Either way, I do what I can to avoid being overly dependable on tropes. They’re good as guidelines, but that’s really all they should be; what changes them to strong stories and characters is the added humanity and depth we as writers need to put into them.

Breaking Past the Barriers

Source: Hisone to Masotan (aka Dragon Pilot)

Oh hey! I’m back again. Sorry about the delay. So what’s been going on in the writing world for me lately, anyway?

Glad you asked! Because I’d been getting rather annoyed with myself because nothing was going on. I mean, I have been doing my daily words for the most part, but I really wasn’t getting anywhere with it. It’s all fine that I was using this time to write something just out of necessity — in this case, a few holiday-themed experiments in the Mendaihu Universe (which I may or may not expand on at some point) and quite a few outtakes for an as-yet-unnamed college campus story set in the Diwa & Kaffi universe. I even played around a bit with a few older ideas…but nothing seemed to be sticking. I was either getting bored with it, or there really was no story there to begin with.

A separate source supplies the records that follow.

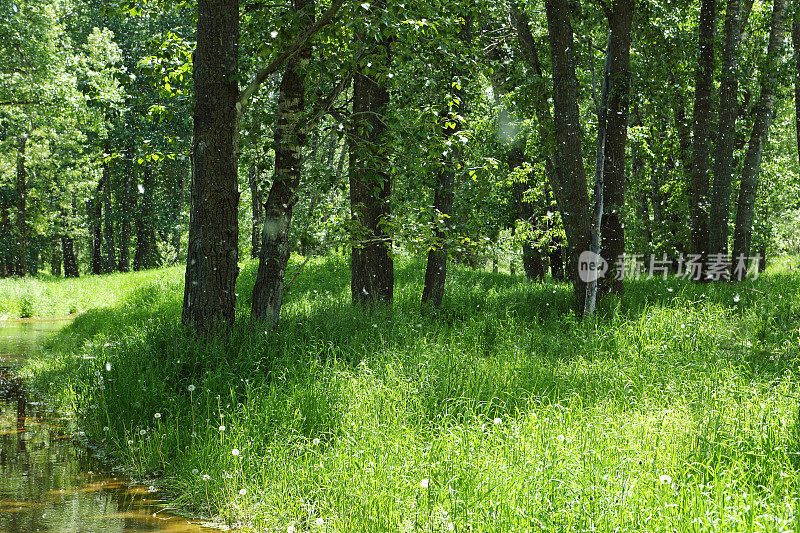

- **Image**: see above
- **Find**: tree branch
[236,0,345,109]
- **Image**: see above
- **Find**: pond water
[0,320,219,533]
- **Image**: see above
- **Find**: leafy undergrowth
[18,257,800,533]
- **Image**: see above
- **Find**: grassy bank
[17,258,800,533]
[0,267,183,320]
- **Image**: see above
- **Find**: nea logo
[578,250,608,283]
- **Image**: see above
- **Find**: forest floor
[9,257,800,533]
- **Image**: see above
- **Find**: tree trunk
[545,0,589,314]
[422,18,472,309]
[15,133,30,277]
[50,237,62,276]
[733,0,787,261]
[598,0,634,295]
[103,162,117,273]
[792,1,800,168]
[350,8,394,305]
[87,178,103,275]
[250,0,314,329]
[182,0,239,336]
[133,164,160,271]
[61,235,80,278]
[708,0,742,254]
[247,161,264,259]
[689,0,717,258]
[117,156,132,272]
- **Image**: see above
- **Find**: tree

To put it bluntly: I’m itching to start a new project. And none of these outtakes were calling out to me.

That is, until I decided to try a different approach: one day last week, I wrote out a few detailed paragraphs of various story tropes that I’ve positively gravitated towards, both past and present. Nothing specific, just working out what kind of stories resonate with me at this time. In the process, I let my imagination go wild: how would I go about writing these stories, anyway? Would I be able to expand on this, make it a novel or some other format? Not that I was about to write one then and there — this was just to expand my mind a bit. This is exactly how I’d approached my last three novels, and the process worked pretty damn well.

In all honesty, this was EXACTLY what I’d needed to do. Because now I have a few Possible New Projects worth looking into. Again, I’m not going to look at these as Big Epic Undertakings… I’m just going to let them evolve.

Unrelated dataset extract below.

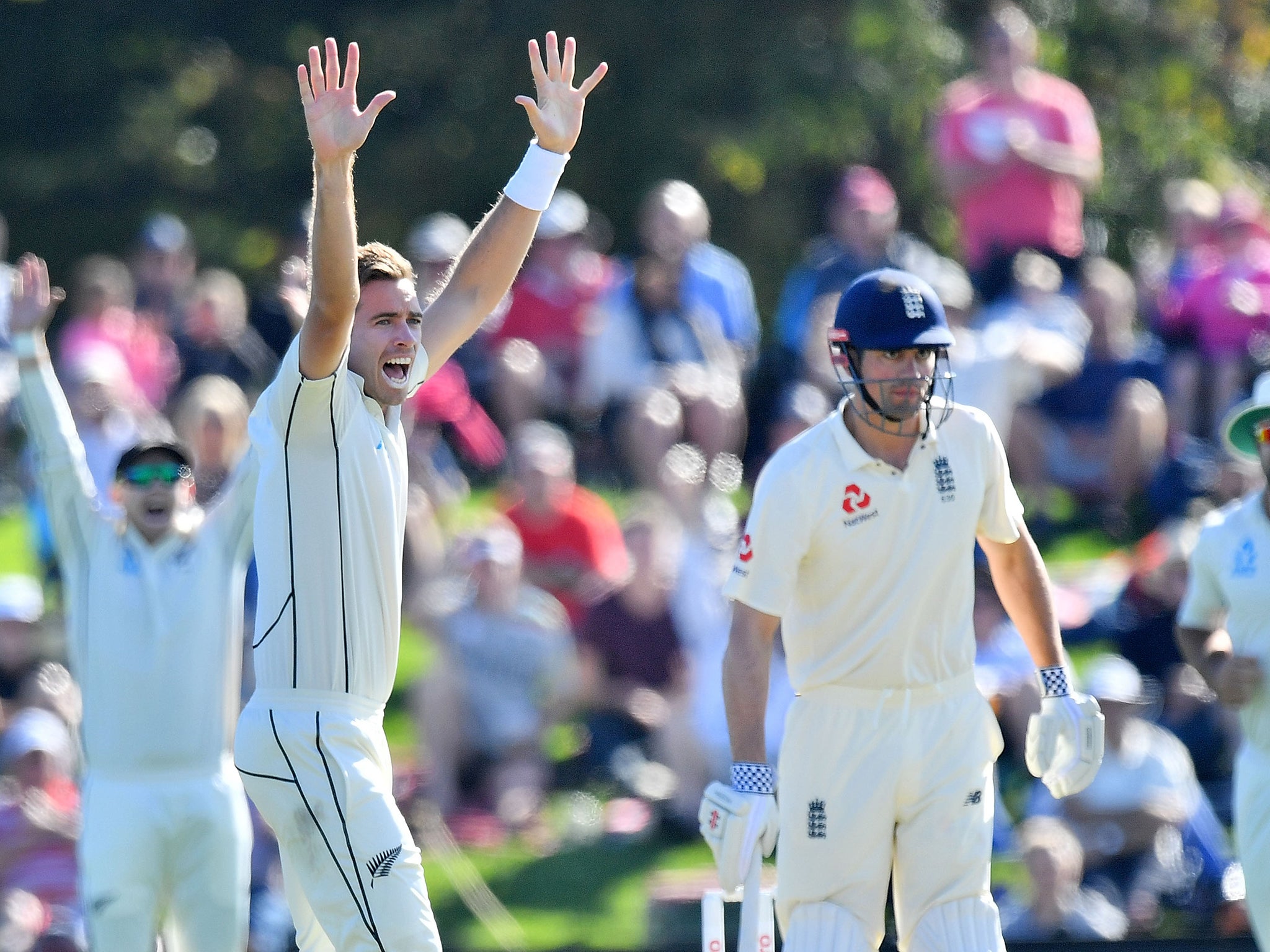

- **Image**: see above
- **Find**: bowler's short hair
[357,241,414,287]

And hopefully something new and exciting will come out of it.

Forgotten outtakes

The downside to using 750Words for my daily* writing exercise platform is that I don’t always get around to making offline copies of them. And I’ve been using the site for quite a few years, so I’m not entirely sure what I have out there right now.

[* It hasn’t actually been daily for a while now due to other projects and responsibilities that I’ve been working on. But hopefully I can get back into the habit soon enough.]

Last night I read a temporary project I did save was something I’d called The Hurleys. It was an idea in the Mendaihu Universe that took place in the current day instead of far into the future; its central characters were three adult siblings living in midwestern Massachusetts (go with what you know) who are some of the very few who are awakened to the fact that they’re connected to the Mendaihu. I didn’t get too far with it other than maybe five or six entries, but I gave it enough life and detail that it’s something I could possibly expand on.

I know I’ve written quite a few of these over the years I’ve used 750Words. My last three novels all grew out of these. And now I’m curious as to how many others are out there on my account, just waiting to be picked up and expanded upon. Thankfully it’s an easy enough thing to do, as the site keeps everything no matter how old, and I’m the only one who can access it.

Perhaps within the next month or so I’ll take a bit of time and do a deep dive. Maybe I’ll find my next novel idea!